Why It Really Doesn't Matter if Romney Outspends Obama

The $100 million June haul by the Republican National Committee and Mitt Romney's campaign is the latest confirmation that the GOP, with the help of a potential billion-dollar boost from independent groups, is prepared to shatter previous presidential spending records. Yet President Obama, even if he’s now likely to be outspent, could still collect more than $1 billion with help from unions and his own outside groups.

Presidential races once measured by the hundreds of millions of dollars are now gauged by the billion. That shift has prompted hand-wringing, particularly among Obama supporters, that lackluster funding could doom the campaign. But the heavy emphasis on fundraising masks one key fact: Money means less in a presidential race than in its down-ballot cousins, at least when so much of it is sure to be spent.

Barring either side stockpiling an overwhelming cash edge, even seemingly prodigious differences -- like, say, $300 million -- are unlikely to push campaigns to victory.

“Money has a lot more impact in a race where there isn’t a lot of information out there,” said Kristen Soltis, a GOP consultant. “If I’m running against you for dogcatcher and you can outspend me 2- or 3-to-1, that’s a problem. But … it’s highly unlikely there will be many voters at the end confused about what Barack Obama believes, what Mitt Romney believes.”

The financial buffer zone is attributable in part to the law of diminishing returns; how valuable, after all, is purchasing another day of airtime when the ad has been on air for two weeks? But it’s also owed to the unique place that the presidential campaign holds in the media, whose coverage is saturating. While Senate and House candidates need paid media to reach voters, earned media dominates the White House race’s messaging.

Even if voters avoid watching TV or reading about it online, their opinions will be shaped by friends and family members who do pay attention.

“Whether it’s Conan O’Brien or your friend on Facebook or what you read on Twitter, there is so much information people pay attention to that campaigns do not have to pay for,” said John Jameson, a Democratic strategist. “It’s clear voters are going to get the message. Every swing voter is going to have more than enough information to make up their mind.”

Campaign ads, of course, can still change voters’ minds. Criticism of Romney’s tenure at Bain Capital is believed to already have hurt his standing in Ohio. And spending $25 million on a single ad campaign, as the Karl Rove-led outside group Crossroads GPS announced on Friday that it planned to do, will command attention.

But because both sides will have money, the emphasis is less on total spending than how effectively the campaigns spend the money. In other words, the total number of ads is far less important than whether any of them are memorable.

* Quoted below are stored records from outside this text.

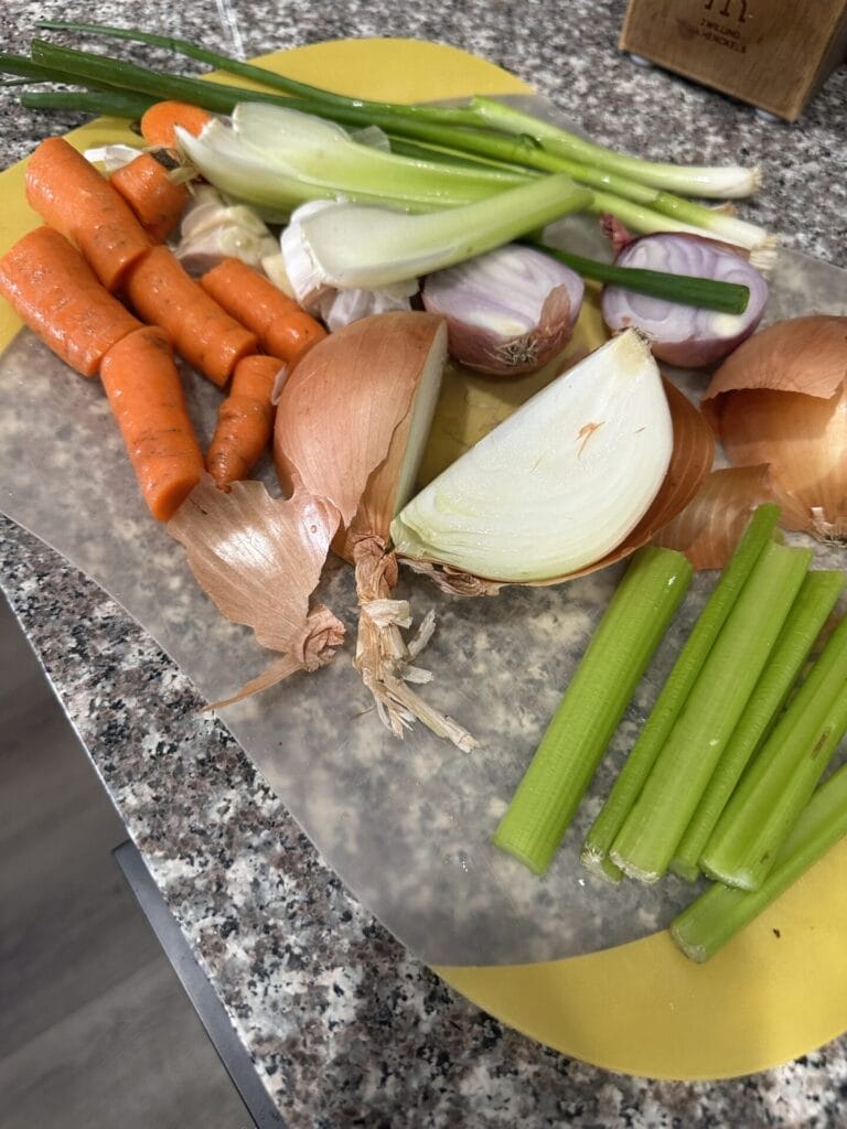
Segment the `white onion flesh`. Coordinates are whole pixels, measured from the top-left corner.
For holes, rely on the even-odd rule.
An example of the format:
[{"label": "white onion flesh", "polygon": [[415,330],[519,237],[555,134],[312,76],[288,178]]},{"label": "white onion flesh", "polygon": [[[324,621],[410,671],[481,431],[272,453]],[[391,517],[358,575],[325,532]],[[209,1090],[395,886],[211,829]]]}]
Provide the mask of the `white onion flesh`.
[{"label": "white onion flesh", "polygon": [[662,377],[634,330],[567,370],[420,491],[401,557],[504,583],[564,577],[626,539],[673,450]]}]

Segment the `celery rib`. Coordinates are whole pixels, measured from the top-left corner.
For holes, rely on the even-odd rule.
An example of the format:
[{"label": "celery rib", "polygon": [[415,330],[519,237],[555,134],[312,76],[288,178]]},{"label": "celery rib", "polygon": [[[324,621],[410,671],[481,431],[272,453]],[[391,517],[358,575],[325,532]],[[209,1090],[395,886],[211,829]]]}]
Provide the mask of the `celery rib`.
[{"label": "celery rib", "polygon": [[535,874],[550,865],[691,575],[681,553],[648,546],[618,585],[494,835]]},{"label": "celery rib", "polygon": [[770,542],[778,520],[778,506],[759,506],[739,539],[735,551],[713,588],[612,790],[586,835],[582,860],[590,869],[601,868],[608,877],[620,877],[619,868],[609,859],[612,843],[644,787],[743,585]]},{"label": "celery rib", "polygon": [[810,572],[777,640],[744,716],[709,780],[695,815],[686,829],[671,870],[689,882],[700,873],[700,855],[741,774],[765,739],[772,720],[785,704],[792,686],[812,653],[823,624],[844,592],[842,572]]},{"label": "celery rib", "polygon": [[709,877],[756,890],[847,732],[847,616],[726,805],[701,857]]},{"label": "celery rib", "polygon": [[812,796],[759,889],[715,883],[671,922],[672,939],[692,961],[708,961],[845,834],[847,764]]},{"label": "celery rib", "polygon": [[757,560],[609,852],[630,877],[666,873],[811,560],[772,541]]}]

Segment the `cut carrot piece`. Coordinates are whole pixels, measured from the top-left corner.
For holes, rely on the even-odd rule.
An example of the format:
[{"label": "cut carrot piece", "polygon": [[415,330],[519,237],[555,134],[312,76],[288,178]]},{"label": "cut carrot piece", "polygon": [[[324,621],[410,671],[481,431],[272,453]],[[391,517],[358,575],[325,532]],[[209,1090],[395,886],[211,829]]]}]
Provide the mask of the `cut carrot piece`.
[{"label": "cut carrot piece", "polygon": [[174,253],[152,247],[126,275],[125,294],[142,321],[158,325],[174,349],[213,384],[224,385],[259,341],[210,298]]},{"label": "cut carrot piece", "polygon": [[246,479],[268,446],[276,414],[271,394],[280,368],[276,357],[245,357],[236,365],[206,457],[219,487]]},{"label": "cut carrot piece", "polygon": [[297,303],[239,259],[225,259],[200,286],[251,329],[265,352],[294,365],[326,331]]},{"label": "cut carrot piece", "polygon": [[189,202],[189,190],[167,175],[152,154],[142,152],[116,169],[108,183],[130,205],[139,224],[156,243],[171,235]]},{"label": "cut carrot piece", "polygon": [[0,259],[0,294],[82,376],[96,376],[112,345],[141,324],[52,227],[36,227]]},{"label": "cut carrot piece", "polygon": [[42,219],[72,239],[108,290],[151,245],[126,201],[63,138],[47,138],[26,170],[26,199]]},{"label": "cut carrot piece", "polygon": [[167,522],[203,473],[167,338],[141,326],[110,349],[101,376],[147,507]]},{"label": "cut carrot piece", "polygon": [[208,110],[192,106],[189,102],[156,102],[141,115],[141,137],[149,146],[176,149],[174,130],[177,125],[199,137],[212,116]]}]

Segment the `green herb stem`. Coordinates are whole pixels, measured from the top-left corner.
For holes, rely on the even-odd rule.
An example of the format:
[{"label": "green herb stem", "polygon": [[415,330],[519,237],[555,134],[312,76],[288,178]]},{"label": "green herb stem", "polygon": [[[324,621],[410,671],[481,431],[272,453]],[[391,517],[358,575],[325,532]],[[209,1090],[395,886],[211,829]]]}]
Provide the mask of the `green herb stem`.
[{"label": "green herb stem", "polygon": [[653,187],[684,195],[727,198],[750,195],[759,185],[757,169],[669,165],[644,160],[615,152],[594,141],[586,141],[551,122],[541,121],[494,98],[473,98],[471,106],[496,129],[527,134],[550,152],[605,168]]},{"label": "green herb stem", "polygon": [[561,251],[539,239],[524,242],[552,259],[558,259],[583,278],[625,287],[636,294],[649,295],[652,298],[676,301],[684,306],[699,306],[704,309],[717,309],[724,314],[743,314],[750,300],[749,288],[736,282],[717,282],[714,279],[701,279],[691,274],[669,274],[664,271],[644,270],[640,266],[615,266],[612,263],[601,263],[583,255],[574,255],[569,251]]},{"label": "green herb stem", "polygon": [[836,571],[810,572],[803,581],[768,665],[671,860],[671,870],[681,878],[693,882],[699,876],[700,855],[721,813],[785,704],[846,583],[847,575]]},{"label": "green herb stem", "polygon": [[20,104],[27,110],[64,110],[131,120],[141,117],[156,100],[117,90],[30,90],[20,96]]},{"label": "green herb stem", "polygon": [[756,561],[609,852],[630,877],[666,873],[811,560],[771,541]]},{"label": "green herb stem", "polygon": [[812,796],[758,890],[715,883],[672,921],[671,937],[692,961],[708,961],[845,834],[847,764]]},{"label": "green herb stem", "polygon": [[635,554],[494,842],[543,874],[691,580],[672,550]]},{"label": "green herb stem", "polygon": [[726,805],[704,873],[757,890],[847,730],[847,616]]},{"label": "green herb stem", "polygon": [[609,859],[612,843],[638,798],[742,587],[765,546],[771,541],[778,520],[778,506],[759,506],[739,539],[586,835],[582,860],[590,869],[602,872],[606,877],[620,877],[621,872]]}]

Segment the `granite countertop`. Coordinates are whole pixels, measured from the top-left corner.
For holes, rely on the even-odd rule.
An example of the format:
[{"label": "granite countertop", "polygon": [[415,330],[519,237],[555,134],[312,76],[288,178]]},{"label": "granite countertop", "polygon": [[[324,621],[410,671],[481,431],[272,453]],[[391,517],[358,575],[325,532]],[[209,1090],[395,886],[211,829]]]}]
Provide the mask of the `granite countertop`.
[{"label": "granite countertop", "polygon": [[[847,71],[796,125],[617,51],[623,0],[435,0],[426,7],[189,0],[104,3],[232,53],[344,36],[411,36],[475,52],[531,81],[597,140],[679,160],[756,159],[767,191],[744,215],[839,265],[847,247]],[[5,50],[68,0],[7,0]],[[54,119],[53,132],[78,124]],[[46,122],[0,102],[3,163]],[[1,485],[1,484],[0,484]],[[1,495],[0,495],[1,497]],[[847,1038],[721,1083],[586,1066],[482,1014],[411,956],[344,889],[197,691],[120,606],[0,518],[0,583],[286,1123],[303,1127],[835,1126]]]}]

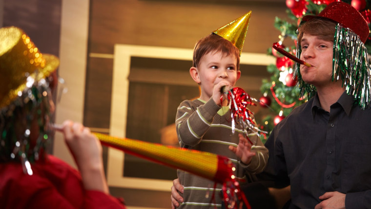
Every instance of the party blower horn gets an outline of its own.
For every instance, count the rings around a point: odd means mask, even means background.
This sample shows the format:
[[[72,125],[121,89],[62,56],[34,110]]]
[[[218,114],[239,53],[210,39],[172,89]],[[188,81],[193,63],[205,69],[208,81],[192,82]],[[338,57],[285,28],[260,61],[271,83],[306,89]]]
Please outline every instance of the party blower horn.
[[[103,145],[174,168],[181,169],[219,183],[223,184],[233,178],[234,166],[225,157],[209,152],[93,133]]]
[[[62,131],[62,126],[52,125],[56,130]],[[112,147],[130,154],[176,169],[211,180],[223,185],[224,201],[228,209],[237,209],[236,197],[251,209],[239,184],[235,178],[235,168],[226,157],[207,152],[165,146],[143,141],[119,138],[92,132],[105,146]]]
[[[106,146],[220,183],[223,185],[223,199],[228,208],[237,209],[243,202],[247,209],[251,209],[235,179],[234,166],[225,157],[210,152],[93,133]],[[240,201],[239,206],[235,204],[236,198]]]

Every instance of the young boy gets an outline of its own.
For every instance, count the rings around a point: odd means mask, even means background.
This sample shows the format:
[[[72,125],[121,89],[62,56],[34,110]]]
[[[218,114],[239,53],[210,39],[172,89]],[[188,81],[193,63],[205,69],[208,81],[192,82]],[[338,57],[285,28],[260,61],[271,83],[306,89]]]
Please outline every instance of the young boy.
[[[21,29],[0,28],[0,208],[125,209],[89,128],[67,121],[61,130],[79,170],[45,152],[59,65]]]
[[[245,39],[245,34],[243,38]],[[253,144],[247,142],[243,136],[245,130],[238,125],[237,133],[232,132],[228,101],[222,88],[225,86],[225,91],[232,88],[241,76],[241,48],[216,32],[197,42],[189,72],[200,85],[201,95],[198,99],[181,103],[175,123],[181,147],[227,156],[236,165],[237,177],[246,180],[244,179],[247,176],[250,180],[250,174],[263,171],[268,151],[255,134],[248,135]],[[228,147],[232,151],[228,150]],[[213,182],[180,170],[178,177],[184,187],[180,207],[221,208],[221,185],[214,189]]]

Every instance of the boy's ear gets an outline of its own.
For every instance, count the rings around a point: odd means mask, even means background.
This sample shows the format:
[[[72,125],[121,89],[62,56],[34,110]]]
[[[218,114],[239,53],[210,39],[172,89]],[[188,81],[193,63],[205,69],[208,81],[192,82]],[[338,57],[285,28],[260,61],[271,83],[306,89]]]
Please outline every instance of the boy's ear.
[[[189,74],[191,74],[192,79],[193,79],[196,83],[200,84],[201,83],[201,81],[200,80],[200,76],[198,75],[198,71],[197,71],[197,68],[195,67],[192,67],[189,69]]]
[[[239,79],[240,77],[241,77],[241,71],[237,70],[237,79],[236,79],[236,81],[237,81],[237,80],[238,80],[238,79]]]

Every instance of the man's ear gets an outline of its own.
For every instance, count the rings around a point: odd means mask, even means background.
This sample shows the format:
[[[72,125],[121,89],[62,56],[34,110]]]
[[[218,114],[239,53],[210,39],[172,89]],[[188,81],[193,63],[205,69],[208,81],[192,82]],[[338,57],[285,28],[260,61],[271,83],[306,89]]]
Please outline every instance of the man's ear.
[[[198,74],[198,71],[196,67],[191,67],[189,69],[189,74],[191,74],[191,77],[195,82],[199,84],[201,83],[201,80],[200,79],[200,76]]]

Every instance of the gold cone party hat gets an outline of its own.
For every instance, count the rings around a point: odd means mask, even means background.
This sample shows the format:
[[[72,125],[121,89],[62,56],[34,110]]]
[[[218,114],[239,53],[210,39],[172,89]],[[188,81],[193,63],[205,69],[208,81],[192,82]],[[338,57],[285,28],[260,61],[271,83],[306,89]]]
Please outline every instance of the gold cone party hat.
[[[213,33],[231,42],[240,50],[240,55],[242,52],[245,38],[247,32],[248,23],[250,21],[249,11],[224,26],[213,31]]]
[[[0,28],[0,108],[9,105],[26,88],[28,77],[39,81],[59,65],[57,57],[41,53],[20,28]]]

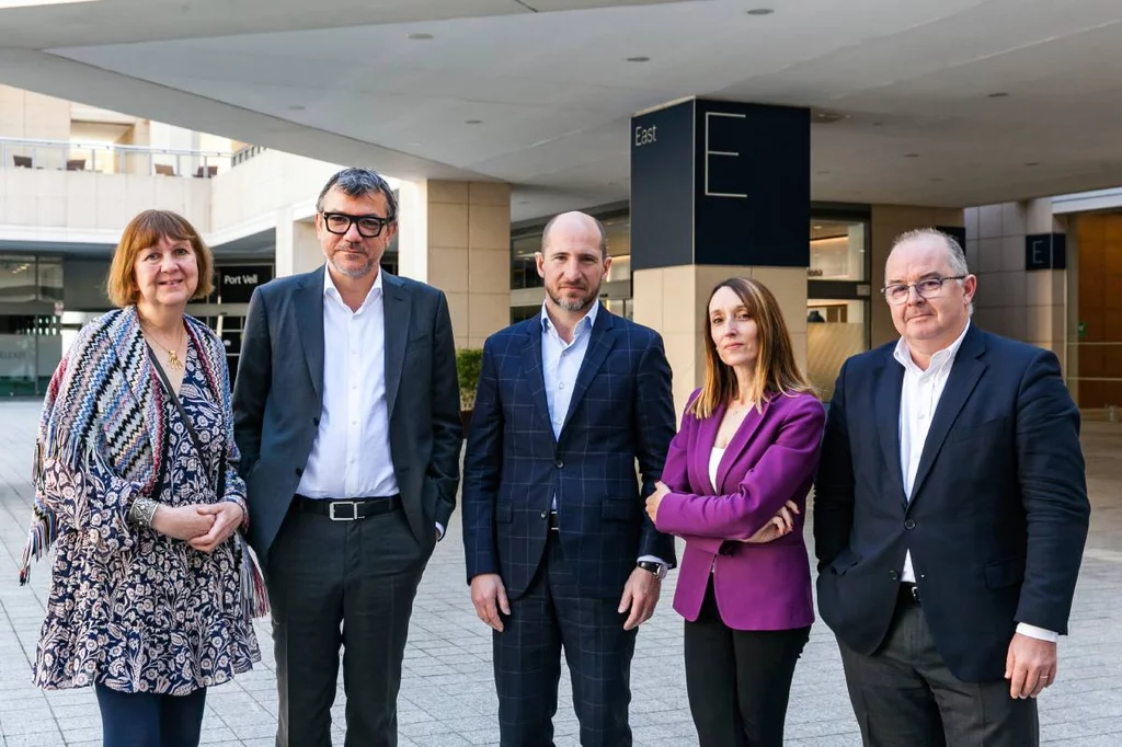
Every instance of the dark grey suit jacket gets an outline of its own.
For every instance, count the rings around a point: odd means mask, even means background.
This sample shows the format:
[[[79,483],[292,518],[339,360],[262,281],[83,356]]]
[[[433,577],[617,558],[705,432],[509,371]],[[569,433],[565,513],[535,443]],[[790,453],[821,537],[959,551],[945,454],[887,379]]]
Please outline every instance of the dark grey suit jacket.
[[[254,292],[233,387],[234,439],[249,498],[249,541],[263,564],[319,431],[324,267]],[[444,294],[383,271],[389,450],[410,528],[435,544],[459,485],[460,389]],[[340,496],[342,497],[342,496]]]

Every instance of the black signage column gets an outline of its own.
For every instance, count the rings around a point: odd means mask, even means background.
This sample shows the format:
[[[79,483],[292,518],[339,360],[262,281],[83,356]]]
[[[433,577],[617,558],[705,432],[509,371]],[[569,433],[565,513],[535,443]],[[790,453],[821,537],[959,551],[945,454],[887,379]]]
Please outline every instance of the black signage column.
[[[810,265],[810,112],[691,99],[632,118],[634,270]]]

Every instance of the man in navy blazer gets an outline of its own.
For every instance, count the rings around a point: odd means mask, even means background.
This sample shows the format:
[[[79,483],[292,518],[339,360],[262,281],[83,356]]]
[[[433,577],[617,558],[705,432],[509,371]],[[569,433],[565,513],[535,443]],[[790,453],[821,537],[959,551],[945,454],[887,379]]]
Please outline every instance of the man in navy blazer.
[[[581,745],[627,747],[636,628],[674,564],[643,504],[674,435],[670,367],[655,332],[597,301],[599,221],[558,215],[536,261],[542,313],[484,347],[463,462],[471,600],[495,629],[504,747],[553,745],[562,648]]]
[[[1056,356],[971,323],[954,238],[896,239],[900,341],[846,361],[815,496],[818,605],[865,745],[1039,743],[1091,507]]]

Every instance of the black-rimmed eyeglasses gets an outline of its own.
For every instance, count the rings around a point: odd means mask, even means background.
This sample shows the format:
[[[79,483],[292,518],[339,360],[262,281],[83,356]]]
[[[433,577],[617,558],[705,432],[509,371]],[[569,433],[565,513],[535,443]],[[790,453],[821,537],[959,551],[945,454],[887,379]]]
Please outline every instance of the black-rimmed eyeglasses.
[[[375,237],[381,236],[383,229],[394,222],[394,218],[383,218],[380,215],[348,215],[347,213],[325,213],[321,212],[320,215],[323,216],[323,227],[328,229],[329,232],[337,236],[343,236],[350,230],[351,225],[358,227],[358,234],[364,239],[373,239]]]
[[[966,277],[966,275],[954,275],[951,277],[926,277],[922,280],[912,283],[911,285],[907,283],[894,283],[881,288],[881,293],[884,294],[884,299],[890,304],[893,306],[900,306],[901,304],[908,303],[908,297],[911,295],[912,288],[916,288],[916,293],[918,293],[921,298],[938,298],[942,295],[944,283],[947,280],[964,280]]]

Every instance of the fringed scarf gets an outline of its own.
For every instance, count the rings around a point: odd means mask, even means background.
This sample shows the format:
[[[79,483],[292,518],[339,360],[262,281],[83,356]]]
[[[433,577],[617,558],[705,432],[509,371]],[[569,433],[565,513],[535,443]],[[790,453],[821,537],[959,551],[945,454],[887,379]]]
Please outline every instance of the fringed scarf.
[[[230,412],[230,387],[222,341],[202,322],[185,316],[187,334],[210,390]],[[35,445],[31,526],[20,565],[27,583],[33,560],[40,560],[58,536],[58,522],[44,496],[44,465],[53,460],[84,471],[96,461],[112,474],[153,495],[164,459],[167,421],[165,393],[148,359],[135,306],[111,311],[84,326],[58,363],[43,405]],[[227,422],[228,443],[233,423]],[[200,454],[202,458],[202,454]],[[224,460],[218,465],[226,469]],[[220,485],[224,483],[224,480]],[[267,614],[264,582],[248,545],[238,535],[241,555],[242,607],[247,615]]]

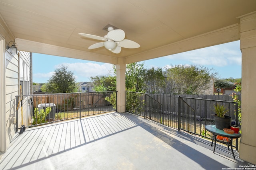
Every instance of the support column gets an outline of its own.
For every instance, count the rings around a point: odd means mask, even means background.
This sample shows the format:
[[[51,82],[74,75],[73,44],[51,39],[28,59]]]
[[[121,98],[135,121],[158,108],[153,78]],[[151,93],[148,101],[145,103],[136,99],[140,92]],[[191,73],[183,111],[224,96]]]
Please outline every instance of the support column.
[[[116,109],[119,113],[125,112],[125,70],[126,65],[124,64],[124,58],[118,58],[117,64],[116,65],[116,90],[117,98]]]
[[[256,164],[256,12],[239,17],[242,51],[240,158]]]

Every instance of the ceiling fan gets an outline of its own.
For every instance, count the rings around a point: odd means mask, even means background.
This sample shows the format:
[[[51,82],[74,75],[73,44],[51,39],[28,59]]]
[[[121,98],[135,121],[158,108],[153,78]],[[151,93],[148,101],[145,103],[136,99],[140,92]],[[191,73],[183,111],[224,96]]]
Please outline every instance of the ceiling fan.
[[[121,52],[121,47],[134,49],[140,47],[139,44],[133,41],[124,39],[125,33],[122,29],[114,29],[112,27],[108,27],[108,34],[104,37],[84,33],[78,34],[87,38],[104,41],[92,45],[88,47],[89,49],[104,46],[112,52],[118,54]]]

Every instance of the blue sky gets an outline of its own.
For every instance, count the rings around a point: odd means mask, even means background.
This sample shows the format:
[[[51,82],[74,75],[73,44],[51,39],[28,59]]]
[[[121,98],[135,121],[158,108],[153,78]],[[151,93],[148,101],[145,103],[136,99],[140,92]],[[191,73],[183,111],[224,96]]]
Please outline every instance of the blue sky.
[[[90,76],[110,74],[112,64],[91,61],[33,53],[33,82],[47,82],[62,64],[74,72],[77,82],[89,82]],[[218,73],[219,78],[241,78],[242,53],[240,41],[142,61],[146,68],[176,64],[200,64]]]

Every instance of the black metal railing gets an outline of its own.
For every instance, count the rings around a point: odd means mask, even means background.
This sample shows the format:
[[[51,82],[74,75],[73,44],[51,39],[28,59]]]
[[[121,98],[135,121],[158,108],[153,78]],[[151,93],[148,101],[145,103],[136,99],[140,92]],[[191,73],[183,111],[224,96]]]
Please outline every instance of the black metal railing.
[[[178,97],[126,92],[126,111],[178,129]]]
[[[210,139],[211,134],[204,126],[214,124],[214,106],[217,104],[224,106],[228,110],[232,124],[239,124],[237,102],[132,92],[126,92],[126,111],[206,138]],[[236,147],[238,150],[237,139]]]
[[[116,111],[116,91],[108,91],[16,96],[17,130],[21,113],[26,127],[80,118]]]

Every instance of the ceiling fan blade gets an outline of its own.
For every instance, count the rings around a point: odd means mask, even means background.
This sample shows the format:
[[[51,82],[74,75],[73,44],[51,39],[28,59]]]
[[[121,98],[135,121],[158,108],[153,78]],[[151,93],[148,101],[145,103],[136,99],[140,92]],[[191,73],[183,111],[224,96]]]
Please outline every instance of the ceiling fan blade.
[[[124,39],[125,33],[122,29],[114,29],[108,33],[108,37],[115,41],[120,41]]]
[[[91,49],[101,47],[103,47],[104,46],[103,43],[104,43],[102,42],[102,43],[98,43],[93,44],[88,47],[88,49]]]
[[[80,35],[85,37],[87,38],[91,38],[92,39],[98,39],[98,40],[102,40],[102,41],[105,41],[106,40],[106,39],[104,38],[104,37],[100,37],[99,36],[97,36],[97,35],[94,35],[85,34],[84,33],[78,33],[78,34],[79,34]]]
[[[111,52],[116,54],[118,54],[121,52],[121,48],[119,46],[116,46],[116,48],[113,50],[111,50]]]
[[[118,45],[124,48],[128,49],[135,49],[140,47],[138,43],[129,39],[124,39],[118,43]]]

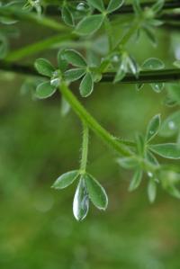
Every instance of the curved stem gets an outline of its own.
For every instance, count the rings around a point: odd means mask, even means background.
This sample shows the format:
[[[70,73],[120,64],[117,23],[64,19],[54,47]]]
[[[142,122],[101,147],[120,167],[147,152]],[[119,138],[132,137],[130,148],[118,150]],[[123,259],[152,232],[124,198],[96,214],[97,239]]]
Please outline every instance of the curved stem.
[[[5,60],[18,60],[22,58],[25,58],[30,55],[34,55],[39,53],[40,51],[43,51],[49,48],[54,47],[57,44],[60,44],[67,40],[72,40],[72,39],[76,39],[76,36],[74,34],[58,34],[51,36],[46,40],[35,42],[33,44],[28,45],[26,47],[23,47],[22,49],[16,49],[14,51],[10,52],[7,57],[5,58]]]
[[[123,145],[122,141],[117,140],[96,120],[84,108],[73,93],[68,89],[66,83],[62,83],[59,90],[65,99],[68,102],[71,108],[77,114],[83,122],[85,122],[101,139],[109,145],[113,150],[126,157],[132,156],[133,153],[129,148]]]
[[[9,71],[13,73],[43,76],[40,75],[32,66],[20,65],[15,62],[0,60],[0,70]],[[113,81],[115,73],[104,73],[100,83],[112,83]],[[126,76],[119,84],[150,84],[158,82],[177,82],[180,80],[180,69],[163,69],[155,71],[141,71],[140,76],[136,78],[131,74],[127,74]]]
[[[82,144],[82,157],[81,157],[81,173],[85,173],[86,170],[87,155],[88,155],[88,142],[89,142],[89,129],[87,125],[83,121],[83,144]]]
[[[56,31],[69,31],[69,28],[65,24],[57,22],[50,18],[40,16],[32,13],[22,12],[13,7],[0,7],[0,15],[14,20],[23,20],[31,22],[51,28]]]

The Bain attacks are one of the few examples thus far of an ad campaign that’s “moved numbers,” said Bill Burton, whose outside group, Priorities Action USA, has spent at least $10 million spearheading the critical TV ads. “I don’t think you have to spend more money on the other side, your spending just has to be effective."

The difference between running an ad 10 times or 100 hundred times is big, said Soltis. But the potency gap shrinks considerably when the decision is whether to air it 1 million or 2 million times.

“At some point, it’s much more important that your message is memorable than the simple repetition of it,” she said.

The law of diminishing returns takes particular hold as November approaches, when the debates and news events -- such as 2008’s financial collapse -- command most of the attention.

Messages also are more tightly controlled by the candidates themselves -- a problem for outside groups that can’t legally coordinate with them. That dilemma could be a particular concern to Republicans, because their better-funded outside group apparatus will likely spend more on the general election than Romney himself.

“In 2008, people remember the financial crisis, Sarah Palin; you remember Saturday Night Live, you remember the debates,” said one official with a GOP-affiliated independent group who spoke on condition of anonymity. “The fact is, it makes it very difficult for outside groups to crack into the narrative at the end of the race because so much of the messaging is by the campaigns, and we can’t coordinate with them.”

To be sure, any campaign strategist, regardless of circumstances, would rather have more money than his or her opponent. And a cash advantage could change the electoral playing field, according to Michael Podhorzer, political director for the AFL-CIO.

“For example, one path to victory for Romney is through Ohio and one of Michigan and Pennsylvania,” Podhorzer said. “In an ordinary presidential campaign, he might have money try to attack in one of those states and Obama would have resources to fight back. But with super PACs, they can continue the campaigns in all of those states. That’s a much harder thing to defend against.”

Fighting to a draw in the cash battle also assumes that even if one side has a financial edge, it’s not gaping -- $1.2 billion to $1.7 billion, for instance. But Democrats publicly and privately fret that with the help of outside groups, Romney could open up a gap much larger than that.

“Yes, Democrats should be worried,” Burton said. "If Mitt Romney has the resources to dramatically outspend the president, it will be” damaging.